Published online by Cambridge University Press: 12 January 2010
Ventral hernias encompass a wide variety of abdominal wall defects, including incisional, epigastric, umbilical, and spigelian types; for the purposes of this chapter, the term ventral hernia is restricted to the incisional type. A ventral hernia with a small ring predisposes patients to incarceration and possible strangulation of a segment of small or large intestine. Patients with significant ascites are at risk for rupture of a ventral hernia if there is only skin covering the defect. Those with large ventral hernias have difficulty wearing regular clothes and are often embarrassed by their appearance. For these reasons, elective repair of ventral hernias is indicated in patients who are healthy enough to undergo mechanical bowel cleaning and general anesthesia. Over 100 000 such repairs are performed in the USA each year.

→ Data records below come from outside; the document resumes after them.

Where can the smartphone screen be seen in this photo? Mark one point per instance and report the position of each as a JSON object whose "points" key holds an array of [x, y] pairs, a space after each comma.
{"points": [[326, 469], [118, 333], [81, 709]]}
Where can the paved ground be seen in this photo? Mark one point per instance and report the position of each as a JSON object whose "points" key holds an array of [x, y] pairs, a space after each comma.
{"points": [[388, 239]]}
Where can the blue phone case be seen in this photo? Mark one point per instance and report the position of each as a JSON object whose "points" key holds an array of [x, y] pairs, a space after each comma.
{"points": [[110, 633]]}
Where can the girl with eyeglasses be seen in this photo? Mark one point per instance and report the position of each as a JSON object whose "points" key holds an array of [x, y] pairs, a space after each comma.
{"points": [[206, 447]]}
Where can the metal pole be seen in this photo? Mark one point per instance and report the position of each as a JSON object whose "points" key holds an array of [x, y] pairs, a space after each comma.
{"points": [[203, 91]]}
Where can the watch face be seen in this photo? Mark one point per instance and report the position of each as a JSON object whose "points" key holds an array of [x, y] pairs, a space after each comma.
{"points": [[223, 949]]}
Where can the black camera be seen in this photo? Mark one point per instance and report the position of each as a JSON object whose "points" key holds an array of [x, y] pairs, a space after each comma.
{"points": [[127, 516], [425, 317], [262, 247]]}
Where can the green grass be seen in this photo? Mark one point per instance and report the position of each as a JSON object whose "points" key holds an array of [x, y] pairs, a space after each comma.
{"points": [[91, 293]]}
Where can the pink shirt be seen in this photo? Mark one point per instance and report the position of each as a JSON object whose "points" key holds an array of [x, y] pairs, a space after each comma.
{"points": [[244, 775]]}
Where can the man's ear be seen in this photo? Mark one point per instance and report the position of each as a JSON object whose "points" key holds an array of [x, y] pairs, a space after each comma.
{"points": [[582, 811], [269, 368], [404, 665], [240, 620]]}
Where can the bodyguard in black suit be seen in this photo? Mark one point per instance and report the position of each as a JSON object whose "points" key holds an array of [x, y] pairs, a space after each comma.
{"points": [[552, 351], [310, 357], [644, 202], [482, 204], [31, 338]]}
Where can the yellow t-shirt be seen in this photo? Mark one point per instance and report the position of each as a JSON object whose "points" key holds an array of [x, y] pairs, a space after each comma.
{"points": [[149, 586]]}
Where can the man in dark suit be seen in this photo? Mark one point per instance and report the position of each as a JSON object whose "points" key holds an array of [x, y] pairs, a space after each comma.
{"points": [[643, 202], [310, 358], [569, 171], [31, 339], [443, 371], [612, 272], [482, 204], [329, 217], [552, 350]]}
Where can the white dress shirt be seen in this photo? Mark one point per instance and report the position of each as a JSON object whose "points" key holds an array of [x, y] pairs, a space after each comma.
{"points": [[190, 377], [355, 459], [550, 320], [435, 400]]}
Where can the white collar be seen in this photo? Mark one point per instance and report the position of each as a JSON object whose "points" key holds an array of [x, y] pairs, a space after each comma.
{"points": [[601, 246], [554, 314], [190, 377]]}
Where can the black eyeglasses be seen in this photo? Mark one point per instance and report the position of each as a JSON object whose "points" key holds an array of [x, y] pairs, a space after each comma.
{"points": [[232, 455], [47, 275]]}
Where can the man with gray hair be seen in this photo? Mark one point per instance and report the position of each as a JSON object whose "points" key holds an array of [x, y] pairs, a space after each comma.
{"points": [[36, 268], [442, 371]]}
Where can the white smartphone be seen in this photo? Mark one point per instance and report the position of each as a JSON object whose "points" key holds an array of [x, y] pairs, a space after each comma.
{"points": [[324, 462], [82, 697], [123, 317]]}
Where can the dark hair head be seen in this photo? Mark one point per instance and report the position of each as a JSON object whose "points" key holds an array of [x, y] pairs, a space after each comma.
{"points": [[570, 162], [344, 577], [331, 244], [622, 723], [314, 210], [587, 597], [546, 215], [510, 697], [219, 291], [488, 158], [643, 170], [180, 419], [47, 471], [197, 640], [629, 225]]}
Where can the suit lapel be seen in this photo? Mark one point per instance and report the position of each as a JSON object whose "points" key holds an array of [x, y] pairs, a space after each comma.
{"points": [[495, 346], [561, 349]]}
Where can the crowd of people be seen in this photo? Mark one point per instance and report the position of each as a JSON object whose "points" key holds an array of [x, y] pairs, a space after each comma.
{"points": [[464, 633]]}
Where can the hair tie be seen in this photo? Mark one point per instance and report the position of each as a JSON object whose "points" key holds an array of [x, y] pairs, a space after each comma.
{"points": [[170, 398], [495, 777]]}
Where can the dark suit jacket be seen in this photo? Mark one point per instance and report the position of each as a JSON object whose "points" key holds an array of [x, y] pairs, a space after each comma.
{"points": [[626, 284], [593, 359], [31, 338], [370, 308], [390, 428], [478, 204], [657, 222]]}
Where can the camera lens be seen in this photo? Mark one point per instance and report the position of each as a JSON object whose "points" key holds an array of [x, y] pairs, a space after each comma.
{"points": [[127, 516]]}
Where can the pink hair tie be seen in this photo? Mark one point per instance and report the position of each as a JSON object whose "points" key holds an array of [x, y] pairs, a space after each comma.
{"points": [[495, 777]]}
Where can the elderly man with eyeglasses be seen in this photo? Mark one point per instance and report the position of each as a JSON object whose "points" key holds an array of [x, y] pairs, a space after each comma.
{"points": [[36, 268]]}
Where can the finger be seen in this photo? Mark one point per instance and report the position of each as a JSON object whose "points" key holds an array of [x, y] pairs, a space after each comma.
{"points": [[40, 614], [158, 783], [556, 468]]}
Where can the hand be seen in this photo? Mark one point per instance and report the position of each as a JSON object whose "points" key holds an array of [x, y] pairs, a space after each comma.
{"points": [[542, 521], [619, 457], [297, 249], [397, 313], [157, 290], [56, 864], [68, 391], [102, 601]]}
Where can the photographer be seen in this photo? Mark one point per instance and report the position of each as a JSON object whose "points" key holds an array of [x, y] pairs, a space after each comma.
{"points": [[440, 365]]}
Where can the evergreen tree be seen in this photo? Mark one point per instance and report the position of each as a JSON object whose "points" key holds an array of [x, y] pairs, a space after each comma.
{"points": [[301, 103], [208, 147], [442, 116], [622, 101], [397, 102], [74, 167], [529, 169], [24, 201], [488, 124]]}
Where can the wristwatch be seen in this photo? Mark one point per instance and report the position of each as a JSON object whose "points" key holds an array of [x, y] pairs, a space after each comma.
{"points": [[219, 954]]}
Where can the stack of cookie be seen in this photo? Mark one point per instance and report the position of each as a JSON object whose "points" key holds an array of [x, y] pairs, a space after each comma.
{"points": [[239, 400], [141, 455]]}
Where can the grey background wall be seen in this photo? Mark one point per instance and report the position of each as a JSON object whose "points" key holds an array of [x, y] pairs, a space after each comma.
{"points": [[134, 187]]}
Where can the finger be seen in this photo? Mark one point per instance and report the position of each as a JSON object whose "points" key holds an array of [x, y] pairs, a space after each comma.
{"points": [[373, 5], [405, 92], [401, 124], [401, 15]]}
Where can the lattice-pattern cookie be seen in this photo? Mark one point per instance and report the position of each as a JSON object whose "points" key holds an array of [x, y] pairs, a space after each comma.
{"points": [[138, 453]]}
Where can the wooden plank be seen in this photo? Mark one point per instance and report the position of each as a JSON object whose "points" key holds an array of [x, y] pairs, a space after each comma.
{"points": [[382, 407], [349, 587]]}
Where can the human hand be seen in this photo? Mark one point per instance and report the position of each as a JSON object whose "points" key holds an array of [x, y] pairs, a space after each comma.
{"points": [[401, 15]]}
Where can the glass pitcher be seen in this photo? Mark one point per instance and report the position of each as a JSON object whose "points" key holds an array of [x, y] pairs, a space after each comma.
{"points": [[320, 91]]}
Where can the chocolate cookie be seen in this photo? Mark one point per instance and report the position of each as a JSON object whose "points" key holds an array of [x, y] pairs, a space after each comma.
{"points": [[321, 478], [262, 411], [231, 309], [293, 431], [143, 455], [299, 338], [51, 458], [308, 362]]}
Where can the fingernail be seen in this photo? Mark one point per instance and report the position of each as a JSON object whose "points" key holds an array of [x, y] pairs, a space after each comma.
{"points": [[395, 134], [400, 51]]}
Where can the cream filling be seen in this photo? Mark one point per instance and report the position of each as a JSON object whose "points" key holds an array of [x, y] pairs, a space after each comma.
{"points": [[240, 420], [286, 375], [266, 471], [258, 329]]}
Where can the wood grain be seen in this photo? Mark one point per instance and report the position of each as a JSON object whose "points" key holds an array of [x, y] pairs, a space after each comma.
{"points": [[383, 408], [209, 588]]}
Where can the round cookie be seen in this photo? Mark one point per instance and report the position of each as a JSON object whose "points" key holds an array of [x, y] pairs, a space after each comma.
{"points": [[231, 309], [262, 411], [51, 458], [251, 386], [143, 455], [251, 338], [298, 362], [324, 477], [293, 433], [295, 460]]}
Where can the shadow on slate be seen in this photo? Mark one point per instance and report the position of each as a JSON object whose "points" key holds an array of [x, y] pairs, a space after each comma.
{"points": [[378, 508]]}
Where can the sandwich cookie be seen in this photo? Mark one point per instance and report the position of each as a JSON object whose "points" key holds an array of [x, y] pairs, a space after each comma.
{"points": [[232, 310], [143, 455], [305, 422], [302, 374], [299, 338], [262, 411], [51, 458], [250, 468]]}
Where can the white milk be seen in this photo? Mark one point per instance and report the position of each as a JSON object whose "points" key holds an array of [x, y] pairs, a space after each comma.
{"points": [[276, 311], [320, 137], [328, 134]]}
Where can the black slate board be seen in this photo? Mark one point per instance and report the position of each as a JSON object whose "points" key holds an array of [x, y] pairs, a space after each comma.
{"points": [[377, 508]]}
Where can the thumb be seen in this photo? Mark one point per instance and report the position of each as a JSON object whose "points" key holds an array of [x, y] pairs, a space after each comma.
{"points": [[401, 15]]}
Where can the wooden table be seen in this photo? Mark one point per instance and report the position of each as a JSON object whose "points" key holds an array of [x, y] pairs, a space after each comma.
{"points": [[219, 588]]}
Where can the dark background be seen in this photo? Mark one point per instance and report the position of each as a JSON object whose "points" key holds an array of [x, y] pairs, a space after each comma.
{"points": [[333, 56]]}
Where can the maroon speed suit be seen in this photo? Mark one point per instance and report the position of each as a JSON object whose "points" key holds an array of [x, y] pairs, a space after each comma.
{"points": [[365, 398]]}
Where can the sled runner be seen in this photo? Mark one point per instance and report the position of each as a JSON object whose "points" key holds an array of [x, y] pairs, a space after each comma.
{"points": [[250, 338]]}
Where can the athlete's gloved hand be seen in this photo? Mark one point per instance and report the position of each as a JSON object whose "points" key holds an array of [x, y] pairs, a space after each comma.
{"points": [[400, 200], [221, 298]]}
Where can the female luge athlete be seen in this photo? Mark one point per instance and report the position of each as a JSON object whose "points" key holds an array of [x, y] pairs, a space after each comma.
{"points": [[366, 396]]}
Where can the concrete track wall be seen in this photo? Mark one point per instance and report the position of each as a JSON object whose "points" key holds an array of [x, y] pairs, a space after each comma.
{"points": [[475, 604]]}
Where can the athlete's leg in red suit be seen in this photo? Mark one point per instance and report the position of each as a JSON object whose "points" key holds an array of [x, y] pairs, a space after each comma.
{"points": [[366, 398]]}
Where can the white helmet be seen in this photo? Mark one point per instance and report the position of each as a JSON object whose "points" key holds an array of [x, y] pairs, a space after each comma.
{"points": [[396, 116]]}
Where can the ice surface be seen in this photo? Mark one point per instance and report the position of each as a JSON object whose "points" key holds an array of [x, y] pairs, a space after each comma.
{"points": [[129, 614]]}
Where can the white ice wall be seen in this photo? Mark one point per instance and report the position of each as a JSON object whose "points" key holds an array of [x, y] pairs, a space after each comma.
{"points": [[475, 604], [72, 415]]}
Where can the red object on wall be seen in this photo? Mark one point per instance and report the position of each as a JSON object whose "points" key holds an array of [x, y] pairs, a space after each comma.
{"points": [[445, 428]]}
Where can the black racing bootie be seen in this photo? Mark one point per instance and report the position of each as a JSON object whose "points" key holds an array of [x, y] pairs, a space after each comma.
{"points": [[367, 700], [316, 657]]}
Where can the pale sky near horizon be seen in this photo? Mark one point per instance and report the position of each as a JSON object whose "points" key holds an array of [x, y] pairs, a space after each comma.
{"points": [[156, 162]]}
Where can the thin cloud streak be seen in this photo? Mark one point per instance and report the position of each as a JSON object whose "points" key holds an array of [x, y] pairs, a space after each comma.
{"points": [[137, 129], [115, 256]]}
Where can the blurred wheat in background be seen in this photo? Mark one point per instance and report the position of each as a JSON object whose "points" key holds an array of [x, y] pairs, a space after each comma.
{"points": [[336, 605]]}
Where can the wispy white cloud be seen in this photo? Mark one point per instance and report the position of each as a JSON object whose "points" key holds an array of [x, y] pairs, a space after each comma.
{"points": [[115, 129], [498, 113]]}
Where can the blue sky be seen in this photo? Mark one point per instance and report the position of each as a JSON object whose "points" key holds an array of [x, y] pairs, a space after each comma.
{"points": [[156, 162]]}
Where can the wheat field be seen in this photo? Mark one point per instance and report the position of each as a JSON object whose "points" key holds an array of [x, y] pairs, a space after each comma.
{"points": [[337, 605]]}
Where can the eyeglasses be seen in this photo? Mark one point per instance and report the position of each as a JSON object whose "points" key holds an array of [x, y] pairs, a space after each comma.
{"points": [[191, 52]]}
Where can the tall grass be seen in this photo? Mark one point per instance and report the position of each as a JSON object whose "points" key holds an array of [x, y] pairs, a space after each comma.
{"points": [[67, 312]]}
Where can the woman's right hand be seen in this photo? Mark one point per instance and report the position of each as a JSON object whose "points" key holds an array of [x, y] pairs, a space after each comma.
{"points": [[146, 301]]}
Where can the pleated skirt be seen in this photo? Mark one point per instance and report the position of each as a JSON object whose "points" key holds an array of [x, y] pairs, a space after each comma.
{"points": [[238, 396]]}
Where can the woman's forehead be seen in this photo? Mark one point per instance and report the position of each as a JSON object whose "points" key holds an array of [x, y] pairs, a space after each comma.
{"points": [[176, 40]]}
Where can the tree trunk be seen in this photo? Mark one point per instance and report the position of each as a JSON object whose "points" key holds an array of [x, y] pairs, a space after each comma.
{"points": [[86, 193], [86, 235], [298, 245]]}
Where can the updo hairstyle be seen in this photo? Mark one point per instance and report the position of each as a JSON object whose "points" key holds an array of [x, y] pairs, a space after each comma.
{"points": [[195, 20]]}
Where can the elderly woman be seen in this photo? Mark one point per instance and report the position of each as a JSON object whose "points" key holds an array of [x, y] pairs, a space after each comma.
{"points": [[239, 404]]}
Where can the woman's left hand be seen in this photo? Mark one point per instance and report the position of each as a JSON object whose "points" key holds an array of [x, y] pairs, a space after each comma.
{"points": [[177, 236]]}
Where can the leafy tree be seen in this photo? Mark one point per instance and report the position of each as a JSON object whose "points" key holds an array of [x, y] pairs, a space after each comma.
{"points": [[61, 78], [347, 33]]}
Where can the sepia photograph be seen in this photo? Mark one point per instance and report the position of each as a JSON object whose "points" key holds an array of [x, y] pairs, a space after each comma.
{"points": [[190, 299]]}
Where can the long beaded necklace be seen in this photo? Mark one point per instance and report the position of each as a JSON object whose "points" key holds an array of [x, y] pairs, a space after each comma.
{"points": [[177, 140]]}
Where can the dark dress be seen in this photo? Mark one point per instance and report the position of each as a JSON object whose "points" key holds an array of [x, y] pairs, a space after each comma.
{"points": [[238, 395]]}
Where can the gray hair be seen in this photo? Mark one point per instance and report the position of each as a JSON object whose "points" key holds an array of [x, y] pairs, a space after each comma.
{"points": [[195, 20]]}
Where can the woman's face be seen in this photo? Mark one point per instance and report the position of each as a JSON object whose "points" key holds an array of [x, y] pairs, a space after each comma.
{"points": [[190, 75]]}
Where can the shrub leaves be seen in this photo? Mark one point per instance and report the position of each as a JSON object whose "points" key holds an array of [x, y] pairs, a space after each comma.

At the time of ventral herniorrhaphy performed through an open approach, the thinned-out skin covering the hernia sac itself and all scar tissue back to normal-appearing rectus or other muscles of the abdominal wall are excised. Once the true size of the hernia defect is seen, a decision is made regarding primary repair versus insertion of a prosthetic patch. Primary repair is possible even with defects as wide as 5–6 cm using lateral divisions of the external oblique muscles from within the incision or the “components separation” technique. Because of the size of many ventral hernias after debridement, patches made of polypropylene (porous) or polytetrafluoroethylene (non-porous) are frequently inserted to fill the musculofascial defect.